Caca. It is now time for the Price to be right.


----------



## maKINGSofgreatness (Aug 17, 2003)

No good. I don't know what Mus will do, he coud start Price and let Ron run the point (and Salmons when he's in and Ron isn't) or he could start Salmons and he and Ron could both handle and have Martin guard point guards. I would guess the first, since Salmons can sub in for Ron that way. 
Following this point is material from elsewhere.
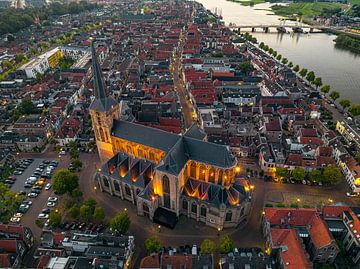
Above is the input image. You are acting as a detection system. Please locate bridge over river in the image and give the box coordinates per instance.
[229,23,335,33]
I'm not very worried about Bibby missing 2 weeks, I just hope it doesn't affect him all season- it is his shooting hand after all. I guess we are lucky; I was sure it was broken, considering the Kings' injury curse.


----------



## HB (May 1, 2004)

And he has been praying pretty good this preseason. What a bummer


----------



## maKINGSofgreatness (Aug 17, 2003)

I just checked the schedule, and if Mike really is out the first 2 weeks of the reagular season, then he will miss 6 games- @ Min, @ Chi, @ Mil, Min, Det, and Tor. A lot of ok teams, but besides Det and possibly Chi, we should still have a strong chance in all those games.


----------



## Effen (Apr 21, 2006)

That is not cool. I love watching Bibby play.


----------



## Legend_33 (Jul 8, 2006)

When will the basketball Gods would get tired of picking on us. :whatever:


----------



## pac4eva5 (Dec 29, 2005)

lol at this thread! bibby made one of the craziest clutch 3s in years. what an incredible win. those are wins that get young teams rolling...


----------



## OneBadLT123 (Oct 4, 2005)

11 turnovers though...yuck


----------



## pac4eva5 (Dec 29, 2005)

yup and u still win against the "greatest team ever" or so they have been hyped up to be...


----------



## KingByDefault (Dec 6, 2005)

OneBadLT123 said:


> 11 turnovers though...yuck



true but it's pretty rare when you see a guy make up for it all with one shot!


----------